Non ho mai saputo niente della loro sepoltura, ma quando mi diedero la notizia ero a scuola, Simon era il mio vicino di banco quel mese, la bidella sussurrò qualcosa all'orecchio della mia professoressa e lei mi chiamò fuori e mi disse tutto, il mondo in quei dieci minuti, con cui erano stati sminuiti i miei genitori, mi crollò addosso e ancora oggi non posso dire di essermi rialzata del tutto, ma il non sapere molto sulla loro morte, in qualche modo mi fece smettere di pensare.

Ho provato a cercare qualcosa in casa, che potesse dirmi in che modo i miei genitori mi avevano lasciato, ma la verità è che quella mattina ero andata a scuola da sola e quando chiusi la porta pensavo che stessero ancora dormendo, ma dopo la loro morte tornai a casa per prendere le mie cose, il loro letto matrimoniale era fatto, la cabina armadio di mia madre era vuota, qualcosa non mi tornava:

Avevano dormito lì quella notte?

Disegno il volto di mia madre, le somiglio molto: aveva la pelle che sembrava porcellana e questo l'ho ereditato da lei, lei aveva gli occhi verdi smeraldo, e i capelli neri e mossi, esattamente come lei, io ho i capelli neri come la pece e non li ho mai tagliati, ma attualmente raggiungono la parte inferiore della mia schiena, a differenza sua ho gli occhi color ghiaccio, non sono azzurri e non so descriverli, ma i complimenti negli ultimi 14 anni sono su questi.

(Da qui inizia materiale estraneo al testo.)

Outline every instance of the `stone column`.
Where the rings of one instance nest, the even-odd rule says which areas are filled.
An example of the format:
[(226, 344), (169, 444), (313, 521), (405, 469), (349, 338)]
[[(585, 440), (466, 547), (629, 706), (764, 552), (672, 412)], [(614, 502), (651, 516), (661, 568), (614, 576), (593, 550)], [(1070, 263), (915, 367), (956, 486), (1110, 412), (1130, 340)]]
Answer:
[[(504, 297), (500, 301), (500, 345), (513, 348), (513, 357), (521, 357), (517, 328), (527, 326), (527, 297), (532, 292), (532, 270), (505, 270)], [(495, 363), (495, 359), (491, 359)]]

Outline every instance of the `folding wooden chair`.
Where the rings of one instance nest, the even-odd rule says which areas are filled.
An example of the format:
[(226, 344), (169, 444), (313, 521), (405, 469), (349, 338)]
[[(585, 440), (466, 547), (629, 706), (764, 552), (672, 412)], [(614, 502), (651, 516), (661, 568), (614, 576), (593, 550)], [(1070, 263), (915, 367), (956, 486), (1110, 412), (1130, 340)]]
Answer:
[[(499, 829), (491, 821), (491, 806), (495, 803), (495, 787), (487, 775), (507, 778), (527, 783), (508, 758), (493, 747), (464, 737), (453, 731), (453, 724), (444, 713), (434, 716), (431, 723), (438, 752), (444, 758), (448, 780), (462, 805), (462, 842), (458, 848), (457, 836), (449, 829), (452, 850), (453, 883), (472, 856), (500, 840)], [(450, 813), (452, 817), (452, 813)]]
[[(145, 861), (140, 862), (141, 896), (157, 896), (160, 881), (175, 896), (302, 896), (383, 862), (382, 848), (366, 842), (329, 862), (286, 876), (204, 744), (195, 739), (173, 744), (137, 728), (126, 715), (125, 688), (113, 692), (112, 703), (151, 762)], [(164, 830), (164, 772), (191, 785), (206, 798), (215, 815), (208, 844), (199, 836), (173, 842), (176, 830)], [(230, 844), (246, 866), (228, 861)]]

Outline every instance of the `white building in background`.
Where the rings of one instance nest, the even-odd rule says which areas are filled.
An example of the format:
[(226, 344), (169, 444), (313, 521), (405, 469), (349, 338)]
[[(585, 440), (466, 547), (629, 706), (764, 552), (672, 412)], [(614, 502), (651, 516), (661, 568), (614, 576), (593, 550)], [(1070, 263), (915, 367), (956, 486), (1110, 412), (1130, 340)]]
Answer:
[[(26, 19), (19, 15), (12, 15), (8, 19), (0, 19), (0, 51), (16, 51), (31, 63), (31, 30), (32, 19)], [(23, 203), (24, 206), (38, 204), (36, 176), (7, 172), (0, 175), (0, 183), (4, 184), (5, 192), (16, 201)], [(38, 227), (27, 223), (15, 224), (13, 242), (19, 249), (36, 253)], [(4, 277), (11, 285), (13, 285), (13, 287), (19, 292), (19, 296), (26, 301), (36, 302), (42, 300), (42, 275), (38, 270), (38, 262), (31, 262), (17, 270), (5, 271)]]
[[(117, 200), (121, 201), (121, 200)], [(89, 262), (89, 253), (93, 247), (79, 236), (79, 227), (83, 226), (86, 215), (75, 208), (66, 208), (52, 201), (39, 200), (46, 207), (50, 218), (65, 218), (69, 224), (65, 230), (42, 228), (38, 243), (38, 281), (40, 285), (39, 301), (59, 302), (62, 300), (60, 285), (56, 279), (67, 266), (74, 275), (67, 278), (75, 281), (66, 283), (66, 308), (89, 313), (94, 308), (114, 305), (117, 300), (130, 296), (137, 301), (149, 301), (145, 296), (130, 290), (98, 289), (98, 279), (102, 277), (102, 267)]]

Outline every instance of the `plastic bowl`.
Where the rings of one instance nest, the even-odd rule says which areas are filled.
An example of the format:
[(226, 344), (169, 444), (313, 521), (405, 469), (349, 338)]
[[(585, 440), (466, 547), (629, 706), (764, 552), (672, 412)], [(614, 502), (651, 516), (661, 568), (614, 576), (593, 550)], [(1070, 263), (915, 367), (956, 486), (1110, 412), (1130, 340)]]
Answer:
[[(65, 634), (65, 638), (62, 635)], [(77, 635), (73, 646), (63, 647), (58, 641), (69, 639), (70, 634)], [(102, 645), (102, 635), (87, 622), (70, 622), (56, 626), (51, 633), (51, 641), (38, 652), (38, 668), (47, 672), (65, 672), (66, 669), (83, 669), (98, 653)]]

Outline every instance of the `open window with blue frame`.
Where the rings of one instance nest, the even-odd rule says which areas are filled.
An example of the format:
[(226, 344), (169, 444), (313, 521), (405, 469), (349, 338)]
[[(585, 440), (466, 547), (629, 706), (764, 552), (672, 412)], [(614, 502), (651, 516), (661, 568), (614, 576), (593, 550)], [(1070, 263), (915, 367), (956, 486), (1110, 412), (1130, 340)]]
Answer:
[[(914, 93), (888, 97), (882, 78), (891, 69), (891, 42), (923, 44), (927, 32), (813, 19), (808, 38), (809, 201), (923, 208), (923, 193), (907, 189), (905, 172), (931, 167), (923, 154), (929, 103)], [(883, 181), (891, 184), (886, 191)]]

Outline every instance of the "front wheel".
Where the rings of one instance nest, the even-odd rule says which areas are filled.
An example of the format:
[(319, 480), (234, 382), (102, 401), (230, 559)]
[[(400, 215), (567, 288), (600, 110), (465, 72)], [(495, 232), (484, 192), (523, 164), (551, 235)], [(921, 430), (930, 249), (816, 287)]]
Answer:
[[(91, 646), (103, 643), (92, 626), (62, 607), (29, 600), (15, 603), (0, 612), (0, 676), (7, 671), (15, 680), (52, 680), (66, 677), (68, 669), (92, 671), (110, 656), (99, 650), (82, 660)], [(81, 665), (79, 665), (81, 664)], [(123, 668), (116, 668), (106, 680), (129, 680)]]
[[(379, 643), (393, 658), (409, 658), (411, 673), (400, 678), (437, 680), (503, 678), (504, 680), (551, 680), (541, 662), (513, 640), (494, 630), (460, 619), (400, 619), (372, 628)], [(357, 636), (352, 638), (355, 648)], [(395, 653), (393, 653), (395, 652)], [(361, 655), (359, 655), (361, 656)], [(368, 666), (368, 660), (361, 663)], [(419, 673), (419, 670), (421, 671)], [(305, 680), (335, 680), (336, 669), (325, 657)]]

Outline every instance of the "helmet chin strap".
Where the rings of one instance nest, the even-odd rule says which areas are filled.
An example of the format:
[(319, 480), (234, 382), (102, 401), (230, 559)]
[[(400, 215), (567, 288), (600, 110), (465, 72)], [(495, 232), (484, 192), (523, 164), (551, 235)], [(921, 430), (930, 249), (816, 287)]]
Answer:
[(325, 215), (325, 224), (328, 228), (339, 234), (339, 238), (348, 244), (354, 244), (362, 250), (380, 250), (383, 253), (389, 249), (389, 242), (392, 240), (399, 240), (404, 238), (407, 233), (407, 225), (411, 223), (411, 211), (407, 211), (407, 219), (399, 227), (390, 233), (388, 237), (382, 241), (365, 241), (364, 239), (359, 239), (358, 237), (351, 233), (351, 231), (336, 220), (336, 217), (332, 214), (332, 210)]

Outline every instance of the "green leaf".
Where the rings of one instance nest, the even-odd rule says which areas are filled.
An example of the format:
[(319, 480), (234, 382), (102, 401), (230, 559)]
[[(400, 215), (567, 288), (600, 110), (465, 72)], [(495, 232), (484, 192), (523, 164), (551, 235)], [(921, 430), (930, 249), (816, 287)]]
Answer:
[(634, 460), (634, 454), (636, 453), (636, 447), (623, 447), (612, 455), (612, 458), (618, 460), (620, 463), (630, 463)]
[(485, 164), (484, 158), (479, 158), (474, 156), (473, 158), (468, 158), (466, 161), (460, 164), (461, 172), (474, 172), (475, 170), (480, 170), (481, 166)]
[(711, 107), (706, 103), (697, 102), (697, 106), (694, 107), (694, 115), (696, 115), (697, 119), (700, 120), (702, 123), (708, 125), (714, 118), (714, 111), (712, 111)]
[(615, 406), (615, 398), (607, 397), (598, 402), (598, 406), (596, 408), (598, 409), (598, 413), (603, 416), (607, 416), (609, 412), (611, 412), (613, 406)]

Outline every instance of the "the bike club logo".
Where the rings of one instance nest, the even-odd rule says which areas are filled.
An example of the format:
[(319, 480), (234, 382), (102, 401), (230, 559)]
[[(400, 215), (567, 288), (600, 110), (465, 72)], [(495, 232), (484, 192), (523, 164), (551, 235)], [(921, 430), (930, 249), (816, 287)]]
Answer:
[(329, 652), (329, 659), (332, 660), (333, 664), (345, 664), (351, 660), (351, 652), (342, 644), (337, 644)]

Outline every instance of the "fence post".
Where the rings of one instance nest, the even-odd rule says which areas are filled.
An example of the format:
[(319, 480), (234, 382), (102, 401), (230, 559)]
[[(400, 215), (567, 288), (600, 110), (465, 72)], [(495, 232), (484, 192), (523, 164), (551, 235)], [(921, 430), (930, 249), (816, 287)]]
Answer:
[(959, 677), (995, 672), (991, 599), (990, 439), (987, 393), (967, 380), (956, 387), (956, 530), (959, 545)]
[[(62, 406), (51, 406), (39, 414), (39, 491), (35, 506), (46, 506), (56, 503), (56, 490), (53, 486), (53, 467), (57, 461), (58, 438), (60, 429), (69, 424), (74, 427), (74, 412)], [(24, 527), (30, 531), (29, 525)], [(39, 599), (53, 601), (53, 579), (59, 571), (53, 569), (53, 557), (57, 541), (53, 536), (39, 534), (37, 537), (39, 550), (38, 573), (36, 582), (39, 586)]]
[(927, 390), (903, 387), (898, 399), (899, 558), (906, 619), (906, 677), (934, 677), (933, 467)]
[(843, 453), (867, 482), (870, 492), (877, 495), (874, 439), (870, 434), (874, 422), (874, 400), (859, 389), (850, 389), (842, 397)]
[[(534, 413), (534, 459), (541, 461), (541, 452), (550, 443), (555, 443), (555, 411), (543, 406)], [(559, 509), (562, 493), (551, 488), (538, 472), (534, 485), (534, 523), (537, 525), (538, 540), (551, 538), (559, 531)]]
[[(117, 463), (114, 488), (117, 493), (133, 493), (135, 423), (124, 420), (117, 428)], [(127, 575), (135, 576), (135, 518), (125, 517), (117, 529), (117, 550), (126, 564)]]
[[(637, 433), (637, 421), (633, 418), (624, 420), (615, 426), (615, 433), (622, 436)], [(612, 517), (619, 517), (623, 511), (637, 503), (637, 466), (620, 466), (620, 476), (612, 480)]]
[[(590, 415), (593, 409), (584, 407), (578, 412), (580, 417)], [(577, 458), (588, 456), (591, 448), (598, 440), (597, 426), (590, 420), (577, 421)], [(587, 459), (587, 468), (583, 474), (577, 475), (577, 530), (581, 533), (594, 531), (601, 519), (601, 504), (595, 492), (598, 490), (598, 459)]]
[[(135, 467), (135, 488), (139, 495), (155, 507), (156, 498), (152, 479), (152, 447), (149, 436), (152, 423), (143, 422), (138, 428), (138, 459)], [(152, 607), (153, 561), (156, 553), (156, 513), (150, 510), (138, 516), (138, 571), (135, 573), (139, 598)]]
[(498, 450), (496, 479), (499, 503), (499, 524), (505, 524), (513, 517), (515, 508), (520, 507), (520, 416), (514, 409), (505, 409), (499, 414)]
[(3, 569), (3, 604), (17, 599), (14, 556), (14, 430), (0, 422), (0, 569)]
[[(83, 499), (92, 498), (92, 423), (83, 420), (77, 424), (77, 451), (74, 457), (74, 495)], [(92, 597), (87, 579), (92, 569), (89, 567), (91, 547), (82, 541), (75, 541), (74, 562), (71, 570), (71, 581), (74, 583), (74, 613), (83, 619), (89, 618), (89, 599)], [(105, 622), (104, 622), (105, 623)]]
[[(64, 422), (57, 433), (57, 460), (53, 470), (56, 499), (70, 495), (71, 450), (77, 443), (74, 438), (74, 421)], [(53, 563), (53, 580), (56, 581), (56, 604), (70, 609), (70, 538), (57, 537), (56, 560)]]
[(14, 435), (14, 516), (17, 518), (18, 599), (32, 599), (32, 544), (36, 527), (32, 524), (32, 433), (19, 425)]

Guardo l'orologio che Simon mi ha regalato e mi accorgo che erano passate 6 ore, che a me sono sembrate due, raccolgo tutto e lo metto nel borsone che incastro in un buco nel muretto, aspetto Simon sulle panchine come d'accordo, sento un rumore dietro di me, ma non vedo nulla, ne sento un altro e mi alzo in piedi per capire cos'è, ma quando qualcuno mi tocca la spalla da dietro, mi giro di scatto, tirando un urlo che ha sentito tutta la Georgia, e quando scopro che quella mano è di Simon uno schiaffo plana sul suo viso,

<<Ahi, sei impazzita per caso!>>

non faccio caso a lui e continuo a guardarmi intorno,

<<Ehi G., ma che ti prende?>>,

sospiro, rendendomi conto del mio comportamento da pazza appena uscita da una casa di ricovero, abbraccio Simon come nostro solito, ma dietro di lui, c'è lo stesso signore che avevo visto al supermercato, Cerco i suoi occhi e quando li trovo, qualcosa di strano sta avvenendo nel mio stomaco, sono grigi e non parlo solo del colore, ma anche quello che leggo dentro e penso che lui se ne sia accorto, perché distoglie subito lo sguardo. Mi giro quando Simon mi chiama, come un padre arrabbiato, ma quando mi rigiro quella figura nera è già sparita.